Dans son documentaire réalisé en 2016 et disponible sur Arte, Virginie Linhart raconte l’histoire oubliée du Centre universitaire expérimental de Vincennes, créé dans la foulée de mai 68 par le ministère d’Edgar Faure, sur proposition d’un collectif d'enseignants. La “forêt pensante”, dont les arbres seront rasés en 1980, redonne un nouveau souffle à l’enseignement supérieur : une toute autre façon de penser la faculté se dégage , plus libre, plus heureuse, plus révolutionnaire aussi. En parlant de ce lieu mythique, l’un de ses anciens étudiants observe qu’“on est d’une certaine façon nulle part”. Dans cet ailleurs où bacheliers, ouvriers et non-diplômés peuvent entrer sans conditions, les années ne sont pas décomptées, les certificats et les cours magistraux n’existent pas.

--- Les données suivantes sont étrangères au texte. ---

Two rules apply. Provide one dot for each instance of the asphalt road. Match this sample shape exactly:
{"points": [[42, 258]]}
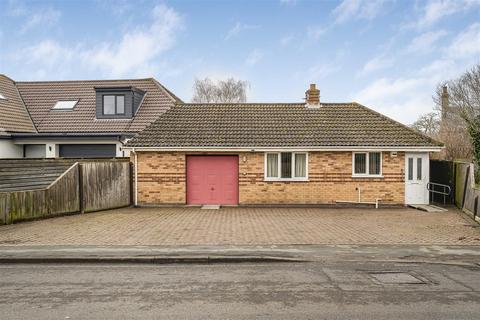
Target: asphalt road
{"points": [[310, 290]]}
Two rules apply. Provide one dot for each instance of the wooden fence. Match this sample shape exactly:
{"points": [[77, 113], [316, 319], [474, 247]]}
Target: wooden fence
{"points": [[467, 196], [105, 185], [84, 187]]}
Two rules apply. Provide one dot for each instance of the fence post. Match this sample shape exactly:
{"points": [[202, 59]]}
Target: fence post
{"points": [[80, 188], [131, 184], [465, 186], [475, 209]]}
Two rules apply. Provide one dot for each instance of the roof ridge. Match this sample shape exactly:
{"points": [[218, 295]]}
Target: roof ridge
{"points": [[398, 122], [262, 103], [85, 80]]}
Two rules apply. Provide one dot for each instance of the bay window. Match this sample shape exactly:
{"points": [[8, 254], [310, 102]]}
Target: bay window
{"points": [[367, 164], [286, 166]]}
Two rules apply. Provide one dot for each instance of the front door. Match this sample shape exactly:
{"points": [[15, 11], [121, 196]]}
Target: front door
{"points": [[416, 178], [212, 180]]}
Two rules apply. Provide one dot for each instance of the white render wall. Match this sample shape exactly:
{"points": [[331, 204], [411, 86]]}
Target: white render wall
{"points": [[10, 150]]}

Étudiants et professeurs sont assis côte à côte, échangent sur la philosophie, le cinéma, la psychanalyse, la littérature, les arts… Gérard Miller, ancien étudiant de Vincennes et aujourd’hui psychanalyste décrit une expérience qui, à l’heure de Parcoursup, sonne comme un songe: “le savoir passait dans toutes les salles, vous entriez, personne ne vous demandait rien, et pendant deux heures, vous écoutiez quelque chose qui sans doute allait vous marquer pour toute votre vie.”
En bref, voilà à quoi ressemblerait une université “ouverte à tous”, une université pour les jeunes et les moins jeunes où règnent la curiosité, l’ouverture aux autres, le désir d’apprendre et, quelque part, celui de se transformer. Éradiqué physiquement (il ne reste aujourd’hui plus qu’une clairière), le modèle universitaire qu’entendait proposer Vincennes s’est lui aussi évaporé, certainement trop en dehors du monde pour continuer à exister.